Today, the heads of the nation's big banks added their voices to the chorus asking Washington to steer away from the fiscal cliff. They did so with good reason: Banks may be some of the most vulnerable businesses around if lawmakers fail to avoid the tax hikes and spending cuts scheduled to hit at the end of the year, say some experts.
"The consequences of inaction—for stability in global financial markets, for economic growth, for millions of Americans still without work, and for the financial circumstances of American businesses and households—would be very grave," reads the letter from the Financial Services Forum, a trade group representing the finance industry. The missive bears the signatures of banking titans such as Bank of America CEO Brian Moynihan, Goldman Sachs CEO Lloyd Blankfein, JPMorgan Chase CEO Jamie Dimon and other finance and insurance company CEOs.
Congressional Budget Office Director Doug Elmendorf and Federal Reserve Chairman Ben Bernanke have told Congress about the implications of going over the cliff, and business leaders have expressed their worries in interviews and surveys. But bankers in particular may have reason to fear.
"I think they're more vulnerable than anything else," says Doug Roberts, managing principal at Channel Capital Research. "If you look at how they operate on a couple of levels, they're more vulnerable than say other companies are on the fiscal cliff."
The CBO projects that the fiscal cliff could send the country into recession in 2013 and send the jobless rate over 9 percent again. Roberts explains that pushing even more people out of work and depressing the economy further at a time when it's already weak could mean a wave of late payments on loans, or even defaults, meaning a rough road ahead for banks.
"At that point it doesn't matter how low your mortgage rate is," Roberts says. People without jobs can't pay their bills, after all. The fact that some businesses are already pulling back during a time of uncertainty adds another layer of urgency to the bankers' letter, says Roberts.
He adds that simply avoiding the fiscal cliff by "kicking the can down the road"—that is, by proposing an only months-long fix—will only help so much.
"It doesn't create the environment where people will expand, kind of go out and do things," says Roberts. That environment would be bad for businesses of any kind.
The finance industry agrees. In the forum's letter, they warned lawmakers and the president that "merely avoiding the fiscal cliff is not enough. We further urge you and your colleagues to enact legislation that truly restores the nation's long-term fiscal soundness."
Of course, the repercussions of fiscal sustainability—or lack thereof—go well beyond 2013.
"This is all about the future and what could happen in the future.
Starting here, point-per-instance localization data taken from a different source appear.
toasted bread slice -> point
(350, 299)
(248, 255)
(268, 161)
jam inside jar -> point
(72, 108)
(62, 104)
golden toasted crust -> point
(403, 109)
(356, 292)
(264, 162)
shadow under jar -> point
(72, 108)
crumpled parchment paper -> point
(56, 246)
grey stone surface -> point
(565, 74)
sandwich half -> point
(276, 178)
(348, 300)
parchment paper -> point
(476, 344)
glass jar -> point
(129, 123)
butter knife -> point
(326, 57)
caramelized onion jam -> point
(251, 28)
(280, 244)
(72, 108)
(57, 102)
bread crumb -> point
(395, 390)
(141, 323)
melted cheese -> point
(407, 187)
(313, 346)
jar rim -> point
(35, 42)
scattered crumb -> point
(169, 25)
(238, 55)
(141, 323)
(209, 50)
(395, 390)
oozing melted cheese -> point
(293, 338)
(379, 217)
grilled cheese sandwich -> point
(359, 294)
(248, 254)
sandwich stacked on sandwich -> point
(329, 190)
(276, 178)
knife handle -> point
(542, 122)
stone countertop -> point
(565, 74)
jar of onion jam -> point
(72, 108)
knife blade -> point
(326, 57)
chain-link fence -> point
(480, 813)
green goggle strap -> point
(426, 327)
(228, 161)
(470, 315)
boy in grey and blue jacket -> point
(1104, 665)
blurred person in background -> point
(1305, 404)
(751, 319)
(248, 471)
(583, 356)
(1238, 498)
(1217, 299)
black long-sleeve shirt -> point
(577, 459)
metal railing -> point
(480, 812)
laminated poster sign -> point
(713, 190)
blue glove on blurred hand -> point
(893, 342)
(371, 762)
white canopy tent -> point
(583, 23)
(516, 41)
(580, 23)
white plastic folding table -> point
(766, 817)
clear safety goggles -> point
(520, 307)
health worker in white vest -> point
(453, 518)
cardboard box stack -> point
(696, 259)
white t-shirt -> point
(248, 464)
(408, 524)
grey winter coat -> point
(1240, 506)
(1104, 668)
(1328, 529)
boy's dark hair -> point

The best way to think about this is we're gambling," says Ron Haskins, a senior fellow in economic studies at the Brookings Institution.
The United States's borrowing costs are low now, he points out, but continuing on an unsustainable debt path could mean that the interest the country pays on its debt could skyrocket and make a bad situation even worse.
The Financial Services Forum points to this longer-term fear in their letter. They reference not only Standard & Poor's downgrade of its U.S. debt rating during last summer's debt ceiling debacle but a recent warning from Moody's that it would downgrade the U.S. credit rating if the government does not adopt policies that stabilize and eventually decrease the nation's federal debt-to-GDP ratio.
To simultaneously threaten the nation's good standing and economic growth, then, could be a particularly dangerous combination.
"I think banks have a particular reason to worry about our entire financial situation," says Haskins. "We are the world's basic financial system, and the dollar is the basis of the international system, and some people are questioning that. ... That would certainly have an impact on banks."